According to Lavrov, states responsible for the future of the polar region can skillfully manage it only through concerted efforts. Russia, he pointed out, advocates expanded dialogue.
“The Arctic Council is a unique forum where the member states are not divided into “us and them”; decisions are adopted by consensus, and the interests of the indigenous people of the North, who sit at the same table with representatives of the member states, are taken into account,” Sergei Lavrov said.
He recalled that Russia would assume the chairmanship of the Arctic Council this year. In this connection, Russia which accounts for one-third of the Arctic region, plans to continue the development of the region’s social, economic and nature conservation. According to the diplomat, efforts to improve people’s well-being and the quality of their lives are the main goal of work in this direction.

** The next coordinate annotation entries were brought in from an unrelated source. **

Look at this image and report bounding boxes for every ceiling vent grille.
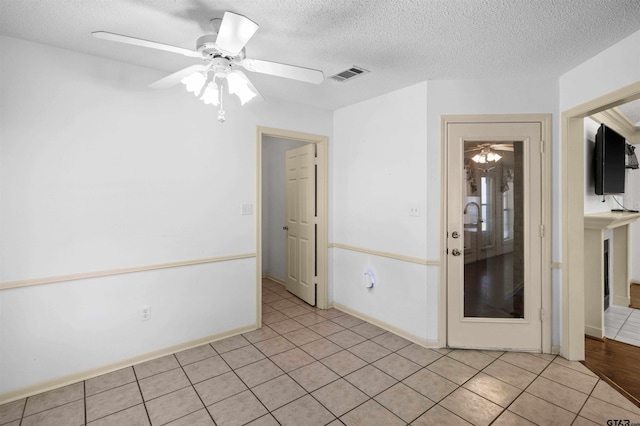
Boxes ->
[329,65,369,82]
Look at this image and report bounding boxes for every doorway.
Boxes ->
[256,126,328,327]
[560,82,640,361]
[441,115,551,352]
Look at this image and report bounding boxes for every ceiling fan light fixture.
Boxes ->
[200,81,220,106]
[487,152,502,162]
[181,72,207,96]
[227,72,258,105]
[471,148,502,164]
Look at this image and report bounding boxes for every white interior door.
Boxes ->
[445,122,542,352]
[285,144,316,305]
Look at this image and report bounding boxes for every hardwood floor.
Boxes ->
[584,338,640,407]
[629,283,640,309]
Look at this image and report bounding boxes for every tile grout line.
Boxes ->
[175,350,218,424]
[131,355,154,425]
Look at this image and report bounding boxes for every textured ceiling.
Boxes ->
[0,0,640,109]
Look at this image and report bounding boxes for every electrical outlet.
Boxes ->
[140,305,151,321]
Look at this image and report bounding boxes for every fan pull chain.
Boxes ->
[218,80,227,123]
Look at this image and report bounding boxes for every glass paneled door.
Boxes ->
[446,123,542,351]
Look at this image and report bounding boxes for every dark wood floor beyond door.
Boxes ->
[584,338,640,407]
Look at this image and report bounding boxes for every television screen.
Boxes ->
[594,124,626,195]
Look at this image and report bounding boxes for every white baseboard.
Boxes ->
[0,323,257,405]
[333,302,440,348]
[262,274,287,286]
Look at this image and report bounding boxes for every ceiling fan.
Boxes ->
[464,142,513,152]
[464,143,513,172]
[92,12,324,122]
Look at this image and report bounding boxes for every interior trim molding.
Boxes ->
[0,253,256,290]
[333,302,440,349]
[329,243,440,266]
[0,323,257,405]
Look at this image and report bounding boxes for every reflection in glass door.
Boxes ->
[463,141,525,318]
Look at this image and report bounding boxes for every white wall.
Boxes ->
[624,150,640,283]
[330,83,430,342]
[427,77,562,345]
[262,136,308,282]
[559,31,640,290]
[331,77,560,344]
[0,37,332,399]
[559,31,640,111]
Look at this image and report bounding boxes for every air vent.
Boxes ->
[329,65,369,82]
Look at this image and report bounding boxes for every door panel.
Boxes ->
[446,123,542,351]
[286,144,316,305]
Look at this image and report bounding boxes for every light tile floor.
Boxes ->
[0,281,640,426]
[604,305,640,346]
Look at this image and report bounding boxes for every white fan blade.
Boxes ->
[227,69,264,103]
[241,58,324,84]
[149,65,207,89]
[216,12,258,55]
[91,31,202,58]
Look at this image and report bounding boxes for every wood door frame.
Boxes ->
[560,81,640,361]
[256,126,329,328]
[438,114,552,353]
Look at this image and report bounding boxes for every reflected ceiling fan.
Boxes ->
[92,12,324,122]
[464,142,513,172]
[464,142,513,152]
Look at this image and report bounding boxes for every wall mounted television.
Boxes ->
[594,124,626,195]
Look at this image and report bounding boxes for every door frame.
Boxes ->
[256,126,329,328]
[438,114,552,353]
[560,81,640,361]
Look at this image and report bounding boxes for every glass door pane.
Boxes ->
[463,141,525,318]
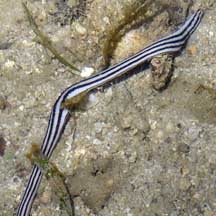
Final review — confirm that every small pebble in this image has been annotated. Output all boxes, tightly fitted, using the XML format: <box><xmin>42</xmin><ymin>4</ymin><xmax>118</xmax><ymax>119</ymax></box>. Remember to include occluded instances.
<box><xmin>80</xmin><ymin>67</ymin><xmax>94</xmax><ymax>78</ymax></box>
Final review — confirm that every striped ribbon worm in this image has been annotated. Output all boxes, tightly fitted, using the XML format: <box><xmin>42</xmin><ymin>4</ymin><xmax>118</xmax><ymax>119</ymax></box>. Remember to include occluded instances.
<box><xmin>17</xmin><ymin>10</ymin><xmax>203</xmax><ymax>216</ymax></box>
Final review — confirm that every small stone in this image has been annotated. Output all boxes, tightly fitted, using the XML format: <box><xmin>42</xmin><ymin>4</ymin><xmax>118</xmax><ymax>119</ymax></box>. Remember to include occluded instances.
<box><xmin>187</xmin><ymin>46</ymin><xmax>197</xmax><ymax>55</ymax></box>
<box><xmin>177</xmin><ymin>143</ymin><xmax>190</xmax><ymax>153</ymax></box>
<box><xmin>4</xmin><ymin>60</ymin><xmax>15</xmax><ymax>69</ymax></box>
<box><xmin>80</xmin><ymin>67</ymin><xmax>94</xmax><ymax>78</ymax></box>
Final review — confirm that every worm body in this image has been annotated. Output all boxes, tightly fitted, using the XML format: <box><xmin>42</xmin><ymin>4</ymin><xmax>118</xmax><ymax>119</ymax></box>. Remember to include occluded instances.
<box><xmin>17</xmin><ymin>10</ymin><xmax>203</xmax><ymax>216</ymax></box>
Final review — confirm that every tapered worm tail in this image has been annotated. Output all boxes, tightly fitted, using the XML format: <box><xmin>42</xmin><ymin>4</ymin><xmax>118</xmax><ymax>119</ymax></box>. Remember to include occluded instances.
<box><xmin>17</xmin><ymin>10</ymin><xmax>203</xmax><ymax>216</ymax></box>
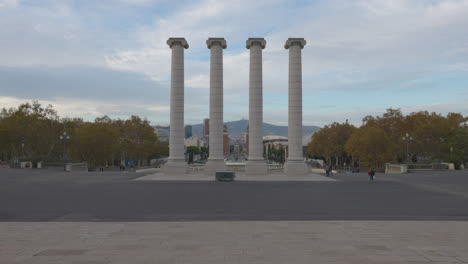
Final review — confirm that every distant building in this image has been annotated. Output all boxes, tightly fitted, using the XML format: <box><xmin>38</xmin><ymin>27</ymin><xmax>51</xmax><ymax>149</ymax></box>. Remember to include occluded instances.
<box><xmin>263</xmin><ymin>135</ymin><xmax>288</xmax><ymax>160</ymax></box>
<box><xmin>203</xmin><ymin>118</ymin><xmax>210</xmax><ymax>137</ymax></box>
<box><xmin>223</xmin><ymin>125</ymin><xmax>229</xmax><ymax>156</ymax></box>
<box><xmin>153</xmin><ymin>126</ymin><xmax>169</xmax><ymax>143</ymax></box>
<box><xmin>185</xmin><ymin>125</ymin><xmax>192</xmax><ymax>138</ymax></box>
<box><xmin>184</xmin><ymin>135</ymin><xmax>208</xmax><ymax>148</ymax></box>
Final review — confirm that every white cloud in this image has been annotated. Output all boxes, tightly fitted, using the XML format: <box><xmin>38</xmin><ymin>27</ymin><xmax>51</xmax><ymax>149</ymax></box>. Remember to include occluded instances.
<box><xmin>0</xmin><ymin>0</ymin><xmax>19</xmax><ymax>8</ymax></box>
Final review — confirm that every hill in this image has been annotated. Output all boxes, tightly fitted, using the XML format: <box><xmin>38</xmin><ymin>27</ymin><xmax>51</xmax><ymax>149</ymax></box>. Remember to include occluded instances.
<box><xmin>192</xmin><ymin>119</ymin><xmax>320</xmax><ymax>139</ymax></box>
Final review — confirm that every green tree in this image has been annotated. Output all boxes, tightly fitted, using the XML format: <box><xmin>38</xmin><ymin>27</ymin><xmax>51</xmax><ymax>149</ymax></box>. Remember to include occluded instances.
<box><xmin>345</xmin><ymin>126</ymin><xmax>394</xmax><ymax>168</ymax></box>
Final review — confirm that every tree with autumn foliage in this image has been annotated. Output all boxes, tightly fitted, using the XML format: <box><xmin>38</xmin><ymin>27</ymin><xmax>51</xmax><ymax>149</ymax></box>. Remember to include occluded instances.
<box><xmin>308</xmin><ymin>108</ymin><xmax>468</xmax><ymax>167</ymax></box>
<box><xmin>0</xmin><ymin>101</ymin><xmax>169</xmax><ymax>167</ymax></box>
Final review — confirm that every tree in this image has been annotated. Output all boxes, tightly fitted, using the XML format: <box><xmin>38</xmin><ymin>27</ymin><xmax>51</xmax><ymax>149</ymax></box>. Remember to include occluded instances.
<box><xmin>187</xmin><ymin>146</ymin><xmax>201</xmax><ymax>163</ymax></box>
<box><xmin>307</xmin><ymin>122</ymin><xmax>356</xmax><ymax>165</ymax></box>
<box><xmin>345</xmin><ymin>126</ymin><xmax>394</xmax><ymax>168</ymax></box>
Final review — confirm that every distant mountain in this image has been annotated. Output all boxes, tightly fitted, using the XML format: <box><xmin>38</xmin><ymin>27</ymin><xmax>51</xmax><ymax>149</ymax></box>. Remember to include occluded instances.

Those attending the Reykjavik meeting also approved a regional development strategy for a period of the next ten years. Lavrov explained that it was intended to prepare the polar region for all-out climate change to the greatest possible extent, and to minimize human impact on the environment. Some state projects will aim to preserve the cultural, historical and linguistic heritage of Northern ethnic groups.
This is the first long-term planning document for the Arctic Eight, namely, Russia, Denmark, Sweden, Norway, Finland, Canada, the United States and Iceland.
There were plans to approve the strategy in 2019, during Finland’s chairmanship, but the US position prevented this from happening.